The work of Gayatri Spivak has focused attention on the question of who speaks for the colonial ‘other’ and the relation of the ownership of discourse and representation to the development of the postcolonial subjectivity.
‘Post-colonial criticism’ pursues not merely the inclusion of the marginalised literature of colonial peoples into the dominant canon and discourse.
‘Post-colonial criticism’ offers a fundamental critique of the ideology of colonial domination and at the same time seeks to undo the ‘imaginative geography’ of Orientalist thought that produced conceptual as well as economic divides between West and East, civilised and uncivilised, First and Third Worlds.
In this respect, ‘post-colonial criticism’ is activist and adversarial in its basic aims.
Post-colonial theory has brought fresh perspectives to the role of colonial peoples – their wealth, labour and culture – in the development of modern European nation states.
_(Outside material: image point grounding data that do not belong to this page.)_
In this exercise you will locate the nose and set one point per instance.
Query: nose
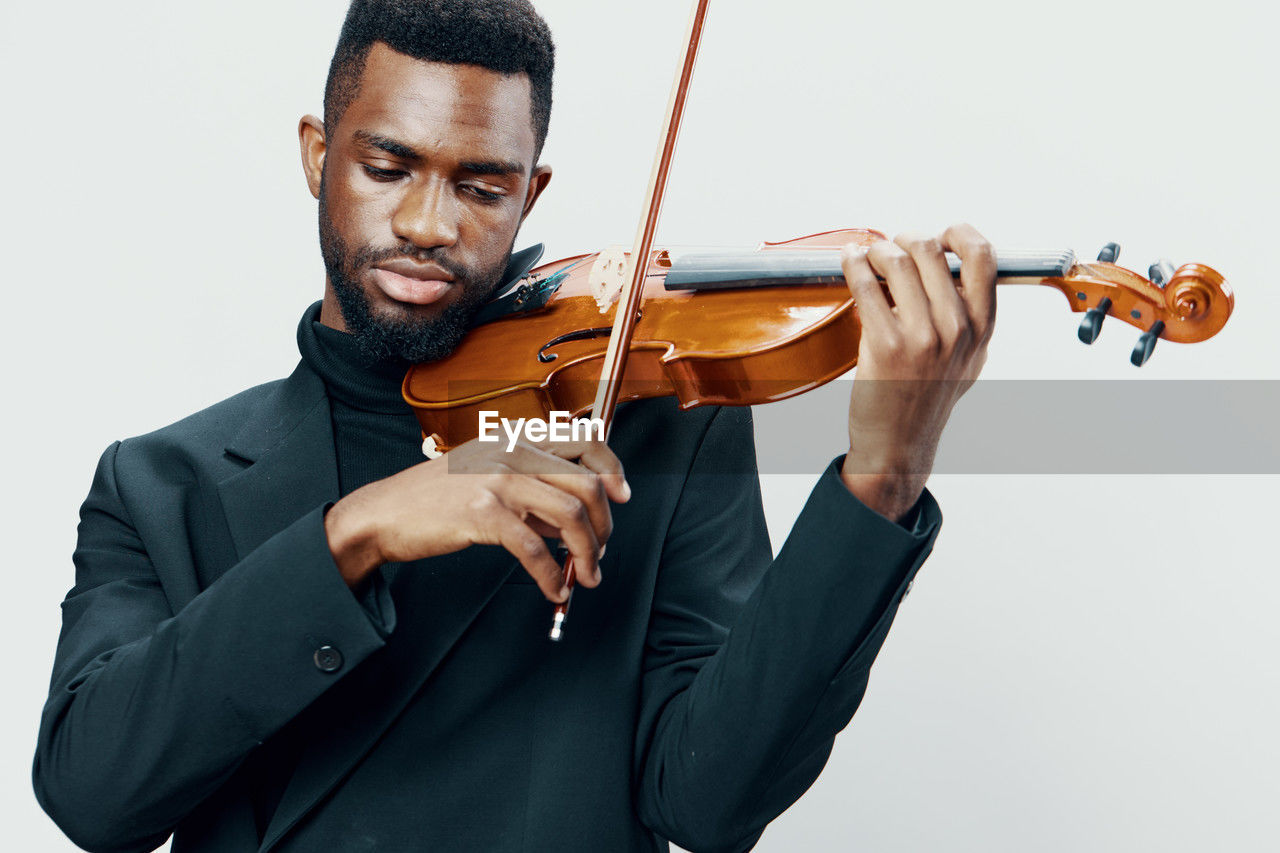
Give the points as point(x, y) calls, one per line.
point(428, 217)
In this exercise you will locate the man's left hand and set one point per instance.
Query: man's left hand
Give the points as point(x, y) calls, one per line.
point(915, 357)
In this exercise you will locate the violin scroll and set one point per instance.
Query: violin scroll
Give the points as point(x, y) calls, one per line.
point(1185, 305)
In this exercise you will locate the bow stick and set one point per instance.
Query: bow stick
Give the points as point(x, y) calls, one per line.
point(638, 263)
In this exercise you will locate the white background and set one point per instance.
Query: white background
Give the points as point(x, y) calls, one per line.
point(1087, 662)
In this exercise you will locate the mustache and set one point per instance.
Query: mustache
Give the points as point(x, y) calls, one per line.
point(370, 255)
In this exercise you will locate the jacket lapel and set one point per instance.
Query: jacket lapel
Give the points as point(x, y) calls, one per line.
point(435, 602)
point(293, 469)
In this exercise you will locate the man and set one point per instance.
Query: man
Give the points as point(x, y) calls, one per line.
point(289, 633)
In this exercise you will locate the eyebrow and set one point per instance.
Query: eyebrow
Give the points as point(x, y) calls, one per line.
point(388, 145)
point(403, 151)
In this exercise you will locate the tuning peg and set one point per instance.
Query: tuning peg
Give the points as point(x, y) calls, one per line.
point(1161, 272)
point(1146, 343)
point(1110, 252)
point(1091, 327)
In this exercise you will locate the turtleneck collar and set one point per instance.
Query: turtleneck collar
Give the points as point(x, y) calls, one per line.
point(347, 372)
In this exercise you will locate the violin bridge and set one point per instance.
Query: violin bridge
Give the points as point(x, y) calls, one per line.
point(608, 276)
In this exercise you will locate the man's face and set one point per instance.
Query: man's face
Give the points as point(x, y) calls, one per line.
point(423, 186)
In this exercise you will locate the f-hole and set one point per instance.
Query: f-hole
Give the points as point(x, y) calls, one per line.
point(581, 334)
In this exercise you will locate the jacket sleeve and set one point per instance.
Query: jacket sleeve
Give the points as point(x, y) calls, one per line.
point(752, 669)
point(150, 710)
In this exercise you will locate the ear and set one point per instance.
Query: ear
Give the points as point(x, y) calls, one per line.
point(536, 183)
point(312, 146)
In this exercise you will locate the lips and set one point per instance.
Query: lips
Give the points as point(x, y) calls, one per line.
point(412, 283)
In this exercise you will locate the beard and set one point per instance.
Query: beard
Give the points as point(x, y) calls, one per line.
point(408, 338)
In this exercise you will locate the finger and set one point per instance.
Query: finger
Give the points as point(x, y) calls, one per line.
point(577, 480)
point(899, 272)
point(562, 512)
point(600, 459)
point(947, 309)
point(529, 548)
point(873, 309)
point(595, 456)
point(977, 276)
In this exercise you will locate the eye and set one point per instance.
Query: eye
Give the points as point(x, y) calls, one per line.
point(382, 174)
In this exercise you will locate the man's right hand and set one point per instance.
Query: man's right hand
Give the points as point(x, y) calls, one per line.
point(483, 495)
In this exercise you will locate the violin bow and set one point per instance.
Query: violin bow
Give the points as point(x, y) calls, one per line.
point(638, 263)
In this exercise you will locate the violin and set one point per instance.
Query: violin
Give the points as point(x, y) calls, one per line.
point(741, 328)
point(728, 328)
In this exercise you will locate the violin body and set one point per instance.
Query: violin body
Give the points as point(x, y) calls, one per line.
point(735, 345)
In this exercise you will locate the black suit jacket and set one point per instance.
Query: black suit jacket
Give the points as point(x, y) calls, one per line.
point(695, 697)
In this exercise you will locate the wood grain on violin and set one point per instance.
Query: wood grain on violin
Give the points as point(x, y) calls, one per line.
point(716, 329)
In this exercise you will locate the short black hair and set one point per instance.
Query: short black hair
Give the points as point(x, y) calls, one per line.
point(506, 36)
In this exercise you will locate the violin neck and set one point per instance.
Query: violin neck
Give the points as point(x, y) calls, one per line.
point(725, 269)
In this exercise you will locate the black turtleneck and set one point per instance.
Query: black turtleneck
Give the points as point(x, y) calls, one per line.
point(374, 430)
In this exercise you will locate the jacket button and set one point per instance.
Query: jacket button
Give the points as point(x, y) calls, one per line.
point(328, 658)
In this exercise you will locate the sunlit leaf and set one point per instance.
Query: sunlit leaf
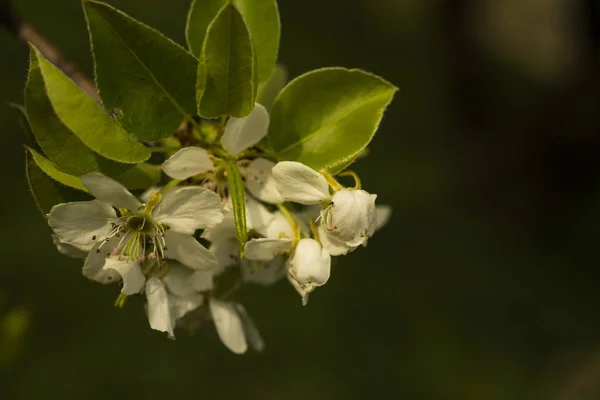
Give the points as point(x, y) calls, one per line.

While ‘post-colonial criticism’ emerged in the historical moment following the collapse of the modern colonial empires, the increasing globalisation of culture, including the neo-colonialism of multi-national capitalism, suggests a continued relevance for this field of inquiry.
The problem that this theory of literature confronts is one of legitimacy and revolutionary status.
On the face of it, it is revolutionary, promising to turn the oppressor’s tables; but you do not achieve the noble desire by employing the same whiteman’s opaque discourse.
You need to have consumed quantum volumes of English language to understand Homi Bhabha and his fellow post-colonial theorists.
One wonders why the abstraction?
They speak of the ‘other’, ‘otherising’, ‘the subaltern’, ‘subliminal’, ‘the third space’ and ‘hybridity’, among a host of other impenetrables.
One wonders why spend your entire lifetime trying to justify inclusivity and oneness with your erstwhile coloniser when you can retain your own identity and keep it as is without dying to relate it to someone else’s?
Besides, why cheated by the lie that post-colonial means colonialism is dead?
What is post about colonialism when we are still reeling under the effects of colonial-capital jaws?
Our own fellow African misleading us that colonialism is over when in fact it has metamorphosed into something much more vicious, threatening our sure extinction!
Can’t you see globalisation and its colossal tentacles?
Can’t you feel the clutches of dependency tentacles?
The day-to-day social and economic sanctions!
The naked poverty!
The overt and covert interferences in the political systems of Africa!
Meanwhile, your own Africans are busy negotiation with their oppressors for a third space!
What nonsense is this?
Africa is in flames and you are busy telling your kinsmen that colonialism ended some decades ago!
Are we not forced to question your loyalty and say on whose side are you?
Whose agenda are you peddling?
Now you can understand why post-colonial criticism is post-colonial nonsense.
A wild goose chase!
Much ado about nothing!
This intellectualism arrogates all agency to borderland personalities such as Said, Bhabha, Spivak and others who seek to negotiate the zone between the capitalist-comprador nationalism of neo-colonised nation-states and the cosmopolitan ‘high culture’ circuit of academic celebrities.
With the focus on contrapuntal flux, hybrid positionalities and directionless ambivalence, the post-colonial intellectuals’ sophisticated and bookish opposition to global capital can only serve as a vehicle for soothing the anguish of the oppressed and promising a utopia of ‘cultural compassion’.